第33話 聞き取り 2

「では聞こう」


 その言葉にオレは始めに…


「あの、まずは、姉さんに連絡してもいい…?」


 出鼻を挫くようで悪いが、彼らに話す前に話しておいた方が良いと思ったのだ。あの姉が簡単に捕まるとは思えないが、絶対とは言えない。早めに伝えることに越したことはないのである。


「…そうだな。怪我が治ったことも言った方がいいかもな」


 了承を貰ったことでその場で電話をかけてみる。そしてワンコールもしない内に相手は出た。

 姉はいつも授業中だったり仕事さえしていなければ大概ワンコールで出る。凄い反射神経だ。


『結? どうしたの、怪我は大丈夫だった?』

「うん平気。…姉さん」

『…何かあったのね』


 オレの一言で何かを汲み取ったのか、すぐに聞いてきた。


「今日、オレたち姉弟を捜してる奴がこっちに来た」

『そう、なのね。…まぁ持った方よね』

「うん。姉さんも気をつけてね」

『ええ、それはもう。あなたの方にはアイツが居るから平気でしょうけど…気をつけてね』

「うん。…そういえばなんだけど。オレたちを探していた奴がドンピシャでオレに目をつけたんだ。オレが氷鎧結だとは気づいてなかったけど」

『それはまた…バカだったのかしらね…』


 確かに。顔も知らずに探し人を捜し当てるのは至難の技だろうに。…もしくは下っ端だったか。

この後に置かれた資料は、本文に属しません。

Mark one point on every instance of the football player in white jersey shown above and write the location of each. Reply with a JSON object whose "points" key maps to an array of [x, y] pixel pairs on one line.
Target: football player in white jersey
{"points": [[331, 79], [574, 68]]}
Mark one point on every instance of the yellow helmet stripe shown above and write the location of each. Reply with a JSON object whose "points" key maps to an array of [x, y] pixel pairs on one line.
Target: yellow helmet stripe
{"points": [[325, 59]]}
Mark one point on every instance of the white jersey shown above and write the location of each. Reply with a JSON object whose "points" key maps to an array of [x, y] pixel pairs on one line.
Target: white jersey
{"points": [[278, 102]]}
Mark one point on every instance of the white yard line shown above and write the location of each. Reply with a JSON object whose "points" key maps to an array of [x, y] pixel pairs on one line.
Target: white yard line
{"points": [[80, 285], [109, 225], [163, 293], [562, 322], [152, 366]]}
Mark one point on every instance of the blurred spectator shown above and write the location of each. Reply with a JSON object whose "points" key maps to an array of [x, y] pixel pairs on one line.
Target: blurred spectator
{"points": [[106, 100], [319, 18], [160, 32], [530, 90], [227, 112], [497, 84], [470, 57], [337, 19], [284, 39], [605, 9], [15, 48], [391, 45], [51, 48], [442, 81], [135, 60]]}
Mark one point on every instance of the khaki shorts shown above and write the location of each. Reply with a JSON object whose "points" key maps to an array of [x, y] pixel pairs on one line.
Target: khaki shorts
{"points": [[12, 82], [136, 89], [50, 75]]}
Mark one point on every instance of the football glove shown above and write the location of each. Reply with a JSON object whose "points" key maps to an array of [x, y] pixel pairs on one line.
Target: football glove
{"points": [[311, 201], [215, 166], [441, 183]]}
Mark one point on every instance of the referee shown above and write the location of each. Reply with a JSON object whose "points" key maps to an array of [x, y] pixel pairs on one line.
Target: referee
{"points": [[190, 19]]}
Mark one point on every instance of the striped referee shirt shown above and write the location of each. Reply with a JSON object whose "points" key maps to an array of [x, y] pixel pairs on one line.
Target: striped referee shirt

「何にしろオレが氷凱結だとはあの時点で気づいてなかった。だから多分少しの時間稼ぎぐらいにはなるから、姉さんも備えておいて」

『分かったわ。…ところでなんだけど、あなたを傷つけた奴の特徴はなんだったかしら?』


 ゾワリ‥と栗毛がたった。ゾッとするほどの冷たい声。

 とにかく質問に答えなければいけないという思いに縛られる。


「…妖怪の姿しか見てないけど、腕が何本もあった。最低3本以上。黒装束着てて服で腕が隠れてたせいで何本かはわからなかったよ」

『そう。ふふふっ。わかったわ。早く怪我治すのよ。じゃあね』


 ブツッ‥と呆気なく切れた電話を見て思わずため息を吐く。

 なにげに笑い声が楽しそうだったのが逆に恐怖であった。


「終わったか?」


 すぐ近くにずっといたが、空気を読み静かに待っていた二人に向かって頷く。


 二人は少し目を見開いて話を聞いていたのは電話で話しながらも見えていた。オレが普通に話しているのが珍しいというのもあるんだろう。


「あんなスラスラ話してるの初めて聞いたかも…」


 赤史の思わずといった風に零した言葉に、委員長は頷いた。


「そう、だっけ…?」

「一年とちょっとの付き合いだけど無かったなぁ」

「まぁ、来年頃には、多分、普通に話してると思うけど…」


 やはりこういう話し方は聞き取りにくいものか…。慣れてしまえばどうってことは無いかもしれないが、普通に話した方が伝わりやすいのは当たり前だ。少し申し訳なく思った。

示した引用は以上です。